10.kilometreye gelecekti Murat öyle anlaşmıştık. Ona bakınıyorum, iyiyim herşey süper gidiyor beklediğimden kolay gidiyor demek istiyorum! Murat'ı görüyorum, yanıma geliyor biraz beraber koşuyoruz. Sonra bırakıyor ben devam ediyorum.

Kalan yarısını da aynı şekilde daha da heyecanlanarak koşuyorum. Artık otomatiğe bağlamış durumdayım, su noktasından su almak için yavaşlıyorum yürüyemiyorum bacaklar bir tuhaf gidiyor sanki ilk defa yürüyorum. Suyu içip de devam ediyorum. 
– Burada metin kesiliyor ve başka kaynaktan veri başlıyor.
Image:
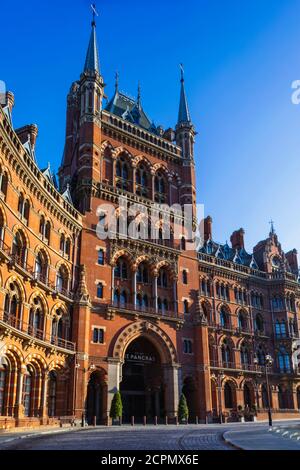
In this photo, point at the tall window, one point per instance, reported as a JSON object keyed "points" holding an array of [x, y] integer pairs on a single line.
{"points": [[100, 290], [23, 207], [101, 257], [52, 389], [283, 360], [3, 377], [141, 181], [160, 188], [122, 173], [3, 182], [45, 228], [19, 249]]}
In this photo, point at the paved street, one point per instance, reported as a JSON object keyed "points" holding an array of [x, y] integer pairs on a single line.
{"points": [[246, 436]]}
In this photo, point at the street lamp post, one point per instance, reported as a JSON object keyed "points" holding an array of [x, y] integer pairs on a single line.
{"points": [[268, 363]]}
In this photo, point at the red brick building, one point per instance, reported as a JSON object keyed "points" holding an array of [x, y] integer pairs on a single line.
{"points": [[82, 317]]}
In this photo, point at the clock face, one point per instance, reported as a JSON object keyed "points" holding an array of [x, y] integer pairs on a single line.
{"points": [[276, 262]]}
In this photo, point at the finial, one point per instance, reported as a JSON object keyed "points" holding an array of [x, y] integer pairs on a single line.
{"points": [[95, 13], [182, 73], [117, 81], [139, 95], [272, 227]]}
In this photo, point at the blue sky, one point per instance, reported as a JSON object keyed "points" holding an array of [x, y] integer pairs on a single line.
{"points": [[240, 58]]}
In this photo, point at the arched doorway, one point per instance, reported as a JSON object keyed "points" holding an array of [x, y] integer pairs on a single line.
{"points": [[94, 402], [142, 387]]}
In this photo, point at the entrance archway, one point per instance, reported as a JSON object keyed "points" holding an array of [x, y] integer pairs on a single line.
{"points": [[94, 401], [142, 386]]}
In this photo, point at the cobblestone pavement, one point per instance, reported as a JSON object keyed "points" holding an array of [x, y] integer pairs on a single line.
{"points": [[164, 438]]}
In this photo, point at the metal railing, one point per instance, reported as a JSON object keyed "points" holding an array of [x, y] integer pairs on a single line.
{"points": [[144, 309], [27, 328]]}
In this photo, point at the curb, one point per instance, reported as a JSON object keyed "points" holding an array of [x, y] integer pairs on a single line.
{"points": [[229, 442]]}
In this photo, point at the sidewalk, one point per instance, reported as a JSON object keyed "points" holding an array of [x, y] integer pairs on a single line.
{"points": [[264, 439]]}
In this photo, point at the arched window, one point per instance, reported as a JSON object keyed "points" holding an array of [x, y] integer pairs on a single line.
{"points": [[19, 249], [27, 391], [243, 323], [1, 229], [62, 279], [160, 188], [52, 389], [3, 381], [259, 323], [228, 395], [162, 280], [143, 274], [245, 355], [23, 207], [123, 298], [121, 270], [185, 306], [3, 182], [283, 359], [280, 329], [261, 356], [122, 173], [36, 319], [41, 268], [224, 318], [100, 290], [142, 181], [226, 354]]}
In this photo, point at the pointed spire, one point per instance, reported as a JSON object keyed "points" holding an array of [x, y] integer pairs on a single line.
{"points": [[272, 231], [138, 100], [92, 57], [117, 82], [184, 114]]}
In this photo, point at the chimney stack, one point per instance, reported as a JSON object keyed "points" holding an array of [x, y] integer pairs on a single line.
{"points": [[292, 259], [28, 133], [237, 239]]}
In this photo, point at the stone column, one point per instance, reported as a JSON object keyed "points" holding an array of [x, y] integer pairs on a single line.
{"points": [[134, 288], [171, 380]]}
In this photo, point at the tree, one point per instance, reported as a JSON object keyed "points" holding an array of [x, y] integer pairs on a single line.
{"points": [[116, 406], [183, 411]]}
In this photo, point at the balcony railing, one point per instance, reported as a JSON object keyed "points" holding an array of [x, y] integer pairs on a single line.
{"points": [[236, 366], [30, 330], [143, 309]]}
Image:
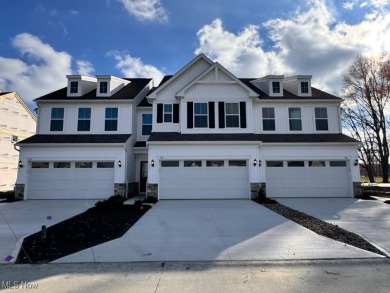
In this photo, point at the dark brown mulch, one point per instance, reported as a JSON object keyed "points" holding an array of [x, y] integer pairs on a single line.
{"points": [[320, 227], [93, 227]]}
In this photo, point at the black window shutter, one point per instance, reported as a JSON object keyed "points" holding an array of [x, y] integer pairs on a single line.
{"points": [[242, 114], [190, 115], [175, 113], [159, 112], [211, 115], [221, 112]]}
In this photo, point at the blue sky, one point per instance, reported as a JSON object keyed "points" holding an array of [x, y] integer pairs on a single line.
{"points": [[41, 41]]}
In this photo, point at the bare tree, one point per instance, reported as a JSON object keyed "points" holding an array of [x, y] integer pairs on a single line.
{"points": [[366, 90]]}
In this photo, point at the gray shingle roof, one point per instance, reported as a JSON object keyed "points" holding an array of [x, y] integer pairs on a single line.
{"points": [[266, 138], [128, 92], [76, 138]]}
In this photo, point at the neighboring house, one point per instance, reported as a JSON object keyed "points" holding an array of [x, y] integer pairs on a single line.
{"points": [[202, 133], [17, 122]]}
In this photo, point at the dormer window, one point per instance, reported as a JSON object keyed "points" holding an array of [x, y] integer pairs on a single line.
{"points": [[74, 87], [103, 87], [276, 87], [304, 87]]}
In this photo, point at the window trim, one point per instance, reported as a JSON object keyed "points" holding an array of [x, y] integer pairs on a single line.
{"points": [[168, 113], [57, 118], [111, 118], [321, 118], [271, 119], [146, 124], [82, 119], [204, 115], [291, 118], [74, 87], [231, 115]]}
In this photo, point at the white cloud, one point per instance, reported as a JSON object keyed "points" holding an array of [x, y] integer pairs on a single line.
{"points": [[41, 71], [134, 67], [146, 10], [85, 68], [309, 42]]}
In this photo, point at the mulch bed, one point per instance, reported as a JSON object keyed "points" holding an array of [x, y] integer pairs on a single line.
{"points": [[318, 226], [93, 227]]}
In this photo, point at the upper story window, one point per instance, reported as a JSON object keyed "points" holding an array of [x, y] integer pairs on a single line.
{"points": [[74, 87], [268, 119], [200, 115], [232, 115], [147, 122], [321, 116], [84, 122], [276, 87], [168, 112], [304, 87], [103, 88], [57, 119], [295, 121], [111, 122]]}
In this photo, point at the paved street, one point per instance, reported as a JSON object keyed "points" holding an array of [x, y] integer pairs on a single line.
{"points": [[353, 275]]}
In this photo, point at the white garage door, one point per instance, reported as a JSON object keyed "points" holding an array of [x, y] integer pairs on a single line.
{"points": [[197, 179], [71, 180], [317, 178]]}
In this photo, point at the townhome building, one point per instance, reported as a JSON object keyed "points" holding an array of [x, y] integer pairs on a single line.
{"points": [[202, 133], [17, 122]]}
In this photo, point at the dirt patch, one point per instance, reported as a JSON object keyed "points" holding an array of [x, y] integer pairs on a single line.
{"points": [[93, 227]]}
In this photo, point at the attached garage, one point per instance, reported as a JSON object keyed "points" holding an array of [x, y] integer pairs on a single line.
{"points": [[313, 178], [71, 180], [203, 179]]}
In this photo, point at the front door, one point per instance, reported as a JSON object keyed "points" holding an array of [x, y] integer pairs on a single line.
{"points": [[143, 176]]}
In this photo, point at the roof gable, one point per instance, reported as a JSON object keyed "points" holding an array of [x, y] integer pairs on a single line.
{"points": [[217, 74], [192, 69]]}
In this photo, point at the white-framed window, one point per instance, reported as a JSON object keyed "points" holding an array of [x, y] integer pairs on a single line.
{"points": [[295, 121], [268, 119], [74, 87], [304, 87], [200, 115], [111, 122], [276, 87], [168, 113], [147, 122], [321, 117], [57, 119], [103, 87], [84, 119], [232, 115]]}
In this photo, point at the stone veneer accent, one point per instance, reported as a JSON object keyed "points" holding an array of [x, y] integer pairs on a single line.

Ara ara yavaşladığım oluyor son 5 kmde. Yanımdan geçen diğer katılımcılar cesaretlendiriyorlar hadi yapbilriisn diyorlar biraz daha gaza basıyorum! Biraz da muz vs takviyesiyle devam ediyorum.. 
Derken bir bakmışım finish noktasına ulaşıyorum! İnanamıyorum! Kalbim küt küt atıyor, heyecandan..

İlk uzun koşumdu! Bitiyorum ve ağlıyorum duygular seli! Kendimle acayip gurur duyuyorum! İnanamıyorum başarabildiğime. Madalyamı alıyorum!
Yani bir ara sonuncu falan olur muyum diye endişelenmiştim, koşarken anladım ne kadar saçma bir düşünceymiş, mesele aslında bu işe girişmeye kalkışmak. Yürüyerek de olsa tamamlamak mühim olan, kimseyle yarışmıyorsunuz. Herkes kendiyle başbaşa.. 

Aman alt tarafı bi yarı maraton koştu demeyin. Dünya için küçük benim için büyük adım.. 3 ay önce bu işe kalkıştığımda 15 dakika koşsam nefes nefese kalan ben, 21.4 km'yi 2 saat 15 dakika hiç durmadan koşmuşum! Hiç fena değil. 

Murat'ı görüyorum, tanıdık yüz kalabalığın içinde ne iyi geliyor paylaşmam lazım çünkü..

Sonra düşünüyorum, kaç yaşıma gelmişim ben ilk defa yaptım böyle birşeyi.. Bu avrupalı ofis arkadaşlarım var ya, onlar için o kadar normal birşey ki maratonlara triatlonlara katılmak! Koştum ya şimdi anlıyorum esas, bu acayip bağımlılık yapıcı birşey, insan bir kere yaptı mı, hep yapası gelir hakkaten!